Sometimes the base on a nucleotide becomes chemically altered. Occasionally, the two DNA strands become chemically attached to each other. Other times proteins errantly chemically attach to DNA.

The cell must therefore maintain a range of repair mechanisms capable of addressing different types of DNA lesions.

Challenge 8: Telomeres and DNA sequence repeats

Telomeres are specialized DNA-protein structures at the ends of chromosomes. They consist of short, repeated DNA sequences--specifically the sequence 5'-TTAGGG-3' typically repeated over 1,000 times.

Telomeres act as protective caps, preventing chromosome ends from being mistaken for broken DNA and triggering inappropriate repair responses.

These and other highly repetitive sequences are challenging for the replication machinery. Because the same short sequence is repeated, the polymerase can lose its place, leading to small insertions or deletions. Also, telomeric DNA and other repeats can form stable secondary structures that impede replication.

Telomeres also present a unique problem due to their position at chromosome ends.
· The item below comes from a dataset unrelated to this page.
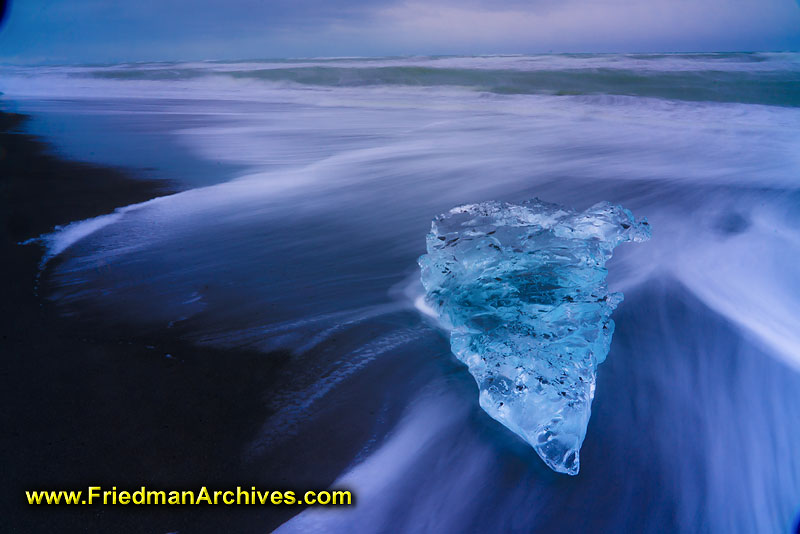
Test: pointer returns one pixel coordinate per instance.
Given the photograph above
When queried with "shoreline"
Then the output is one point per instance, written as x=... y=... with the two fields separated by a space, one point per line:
x=88 y=407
For reasons that will become clear later, the replication machinery can't fully copy one end of the DNA strand, leading to the gradual loss of telomeric DNA with each cell division--a phenomenon known as the end-replication problem.

This problem must be addressed in cells that divide repeatedly over long periods of time.

Replicating the genome is not a single task but a coordinated solution to many concurrent problems—copying a vast amount of DNA, preserving its organization, protecting fragile intermediates, and correcting inevitable errors and lesions.

What appears to be a smooth process is really the result of many overlapping systems working together with amazing precision.

In the chapters that follow, we’ll examine how the cell meets these challenges--step by step--at the level of individual molecules.

A Human-Scale Genome: If the A, G, C and Ts of the human genome were written on every page of a 1,250 page textbook, it would take a stack of 1,400 books to capture it.

Meaningful chemical markings: These include epigenetic factors attached to histone tails and direct methylation of DNA nucleotides.